Using the recursive equation for $\nabla V_\pi(s')$,
$$\nabla V_\pi(s) = \Sigma_{a} \nabla\pi(a|s) q_{\pi}(s,a) +\Sigma_{s'}Pr(s\rightarrow s',1,\pi)[\Sigma_{a}\nabla\pi(a|s') q_{\pi}(s',a) + \Sigma_{s''} \nabla V_\pi(s'')Pr(s' \rightarrow s'',1,\pi)]$$
$$\nabla V_\pi(s) = \Sigma_{a}\nabla\pi(a|s) q_{\pi}(s,a) + \Sigma_{s'}Pr(s\rightarrow s',1,\pi)[\Sigma_{a}\nabla\pi(a|s') q_{\pi}(s',a)] +
\Sigma_{s'}Pr(s\rightarrow s',1,\pi)[\Sigma_{s''} \nabla V_\pi(s'')Pr(s' \rightarrow s'',1,\pi)]$$
Using the product rule of probabilty,
$\Sigma_{s'}Pr(s\rightarrow s',1,\pi)Pr(s'\rightarrow s'',1,\pi) = Pr(s\rightarrow s'',2,\pi)$
We can substitute this in our last equation
$$= \Sigma_{a}[ \nabla\pi(a|s) q_{\pi}(s,a)] + \Sigma_{s'}Pr(s\rightarrow s',1,\pi)[\Sigma_{a}\nabla\pi(a|s') q_{\pi}(s',a)] +
\Sigma_{s''}Pr(s\rightarrow s'',2,\pi)\nabla V_\pi(s'')$$
If we unroll this equation another time we would obtain:
$$\nabla V_\pi(s) = \Sigma_{a}[ \nabla\pi(a|s) q_{\pi}(s,a)] + \Sigma_{s'}Pr(s\rightarrow s',1,\pi)[\Sigma_{a}\nabla\pi(a|s') q_{\pi}(s',a)] +
\Sigma_{s''}Pr(s\rightarrow s'',2,\pi)\Sigma_{a}\nabla \pi(a|s'') q_{\pi}(s'',a) + \Sigma_{s'''}Pr(s\rightarrow s''',3,\pi)V_{\pi}(s''')$$
If we keep on unrolling in this fashion and re-arrange the summation,
$$= \Sigma_{x\in S} \Sigma_{k=0}^{\infty}Pr(s\rightarrow x,k,\pi)\Sigma_{a}\nabla \pi(a|x) q_\pi(x,a)$$
Hopefully this makes it easier if one wasn't able to understand it after reading the book.

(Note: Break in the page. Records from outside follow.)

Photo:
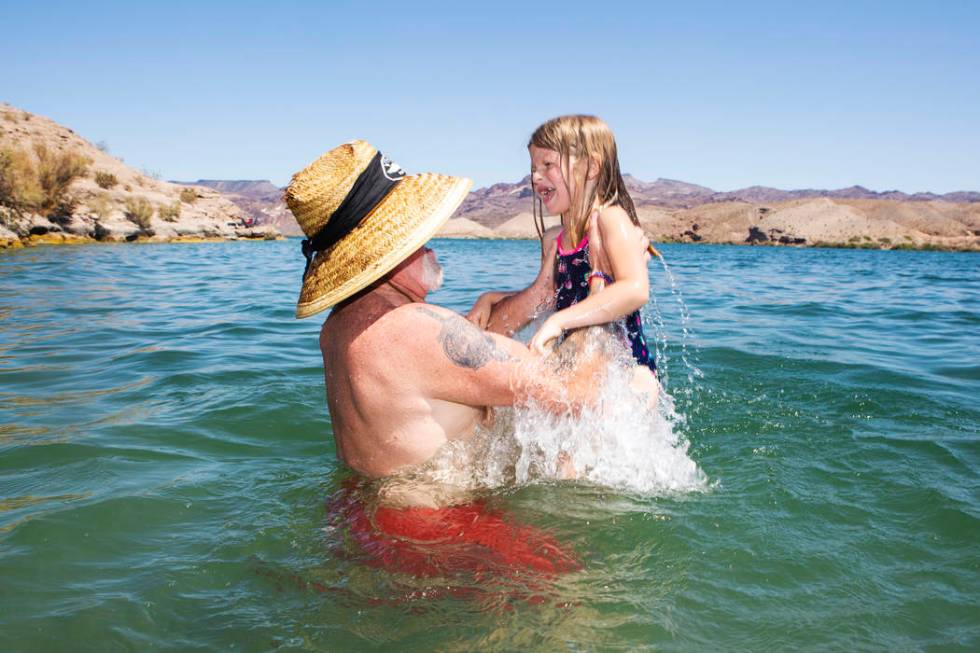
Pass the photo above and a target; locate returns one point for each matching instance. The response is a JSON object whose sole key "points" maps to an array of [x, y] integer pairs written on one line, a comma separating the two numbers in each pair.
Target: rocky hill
{"points": [[676, 211], [259, 199], [57, 187]]}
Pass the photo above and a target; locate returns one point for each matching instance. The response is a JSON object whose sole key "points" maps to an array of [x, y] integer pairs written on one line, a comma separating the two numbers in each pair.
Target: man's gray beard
{"points": [[431, 273]]}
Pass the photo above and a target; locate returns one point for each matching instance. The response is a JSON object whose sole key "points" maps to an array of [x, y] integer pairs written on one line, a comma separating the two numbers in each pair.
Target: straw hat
{"points": [[331, 191]]}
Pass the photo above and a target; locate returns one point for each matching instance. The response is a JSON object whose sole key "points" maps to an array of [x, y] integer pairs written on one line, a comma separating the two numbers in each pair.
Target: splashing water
{"points": [[621, 441], [656, 327]]}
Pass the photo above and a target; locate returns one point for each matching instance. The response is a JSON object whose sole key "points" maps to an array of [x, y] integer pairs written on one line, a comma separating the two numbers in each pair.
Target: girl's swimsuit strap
{"points": [[581, 245]]}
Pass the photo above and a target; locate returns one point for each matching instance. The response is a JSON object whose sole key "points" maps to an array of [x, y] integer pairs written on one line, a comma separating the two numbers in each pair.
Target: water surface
{"points": [[166, 464]]}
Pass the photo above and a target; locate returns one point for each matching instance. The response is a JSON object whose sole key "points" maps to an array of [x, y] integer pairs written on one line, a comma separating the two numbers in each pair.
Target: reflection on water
{"points": [[815, 488]]}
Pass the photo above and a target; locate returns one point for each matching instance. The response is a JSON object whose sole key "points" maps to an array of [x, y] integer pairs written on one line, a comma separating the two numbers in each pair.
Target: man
{"points": [[403, 377]]}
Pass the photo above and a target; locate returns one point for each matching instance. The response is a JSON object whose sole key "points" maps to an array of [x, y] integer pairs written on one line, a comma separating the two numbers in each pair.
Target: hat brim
{"points": [[407, 218]]}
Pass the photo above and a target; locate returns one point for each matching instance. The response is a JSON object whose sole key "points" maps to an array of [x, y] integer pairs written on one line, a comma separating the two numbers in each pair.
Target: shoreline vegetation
{"points": [[57, 188]]}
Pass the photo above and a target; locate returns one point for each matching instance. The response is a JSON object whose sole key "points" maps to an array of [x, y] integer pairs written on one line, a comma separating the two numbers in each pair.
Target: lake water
{"points": [[167, 466]]}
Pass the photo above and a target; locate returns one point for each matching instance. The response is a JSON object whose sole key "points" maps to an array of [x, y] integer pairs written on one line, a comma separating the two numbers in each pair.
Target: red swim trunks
{"points": [[443, 541]]}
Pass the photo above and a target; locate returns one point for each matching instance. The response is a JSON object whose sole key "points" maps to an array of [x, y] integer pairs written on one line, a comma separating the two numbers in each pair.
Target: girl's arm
{"points": [[510, 312], [619, 245]]}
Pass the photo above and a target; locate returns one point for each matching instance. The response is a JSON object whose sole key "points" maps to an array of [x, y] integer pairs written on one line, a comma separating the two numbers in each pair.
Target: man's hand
{"points": [[483, 307], [545, 339]]}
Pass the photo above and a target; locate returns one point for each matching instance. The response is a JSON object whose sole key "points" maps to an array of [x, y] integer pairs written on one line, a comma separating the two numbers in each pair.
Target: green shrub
{"points": [[19, 188], [105, 179], [55, 173], [139, 211], [169, 212], [100, 206]]}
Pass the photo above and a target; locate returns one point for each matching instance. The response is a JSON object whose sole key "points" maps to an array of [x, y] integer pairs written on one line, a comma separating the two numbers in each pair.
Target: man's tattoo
{"points": [[463, 343]]}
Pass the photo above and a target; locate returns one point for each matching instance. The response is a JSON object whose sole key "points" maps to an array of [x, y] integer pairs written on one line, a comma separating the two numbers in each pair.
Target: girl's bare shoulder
{"points": [[611, 215]]}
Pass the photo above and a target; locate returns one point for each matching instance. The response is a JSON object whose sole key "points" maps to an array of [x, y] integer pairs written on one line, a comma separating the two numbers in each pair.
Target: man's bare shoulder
{"points": [[434, 329]]}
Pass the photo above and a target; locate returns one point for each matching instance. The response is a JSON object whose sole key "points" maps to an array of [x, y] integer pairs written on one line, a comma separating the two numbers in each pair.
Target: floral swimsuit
{"points": [[572, 271]]}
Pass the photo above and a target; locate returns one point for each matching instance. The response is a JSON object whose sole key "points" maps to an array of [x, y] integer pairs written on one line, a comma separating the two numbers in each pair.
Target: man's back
{"points": [[379, 360]]}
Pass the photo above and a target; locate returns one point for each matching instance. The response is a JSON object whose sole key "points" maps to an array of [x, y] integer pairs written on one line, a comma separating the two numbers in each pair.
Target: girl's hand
{"points": [[545, 339]]}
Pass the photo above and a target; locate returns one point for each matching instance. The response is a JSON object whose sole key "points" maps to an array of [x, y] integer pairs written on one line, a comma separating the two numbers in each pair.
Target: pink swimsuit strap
{"points": [[581, 245]]}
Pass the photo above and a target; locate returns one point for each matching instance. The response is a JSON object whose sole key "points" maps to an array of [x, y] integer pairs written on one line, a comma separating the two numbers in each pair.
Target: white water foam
{"points": [[621, 441]]}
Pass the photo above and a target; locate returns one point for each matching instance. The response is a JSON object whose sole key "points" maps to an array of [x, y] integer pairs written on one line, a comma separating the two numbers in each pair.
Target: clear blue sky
{"points": [[725, 94]]}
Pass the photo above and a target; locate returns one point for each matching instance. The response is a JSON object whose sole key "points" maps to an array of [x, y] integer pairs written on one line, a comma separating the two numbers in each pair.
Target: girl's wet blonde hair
{"points": [[581, 138]]}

We know that $J(\theta) = V_\pi(s_0)$
$$ = \Sigma_{s} (\Sigma_{k=0}^{\infty}Pr(s_{0}\rightarrow s,k,\pi))\Sigma_{a} \nabla \pi(a|s) q_\pi(s,a)$$
let $n(s) = \Sigma_{k=0}^{\infty}Pr(s_{0}\rightarrow s,k,\pi)$
$$J(\theta) = \Sigma_{s} n(s)\Sigma_{a} \nabla \pi(a|s) q_\pi(s,a)$$
$n(s)$ is the measure of reaching state $s$ from $s_0$ in whatever ways possible.Think about why $n(s)$ isn't a probability distribution over the state space. Hint: think of a simple MDP with only two states where the value of $n(s)$ would exceed 1. We normalize by $\Sigma_{s} n(s)$ to make a probability distribution $u(s)$
$$J(\theta) = \Sigma_{s} n(s) \Sigma_{s}\frac{n(s)}{\Sigma_{s} n(s)}\Sigma_{a}\nabla \pi(a|s) q_\pi(s,a)$$
Let $u(s) = \frac{n(s)}{\Sigma_{s}n(s)}$. Since $\Sigma_{s}n(s)$ is a constant
$$J(\theta) \propto \Sigma_{s}\frac{n(s)}{\Sigma_{s} n(s)}\Sigma_{a}\nabla \pi(a|s) q_\pi(s,a)$$
$$J(\theta) \propto u(s)\Sigma_{a}\nabla \pi(a|s) q_\pi(s,a)$$
We can do with a quantity which is proportional to the gradient because the constant of proportionality can be dissolved in the learning-rate which is abitrary. Hence,
$$J(\theta) = u(s)\Sigma_{a}\nabla \pi(a|s) q_\pi(s,a)$$
$u(s)$ is the probability of how often state $s$ is reached if we start from state $s_{0}$ following policy $\pi$. Hence $J(\theta)$ can be expressed as an expectation:
$$J(\theta) = E_{\pi}[\Sigma_{a}\nabla \pi(a|s) q_\pi(s,a)]$$
The policy gradient method gives us the gradient of our performance measure in terms of quantities that can be sampled from Monte-Carlo rollouts.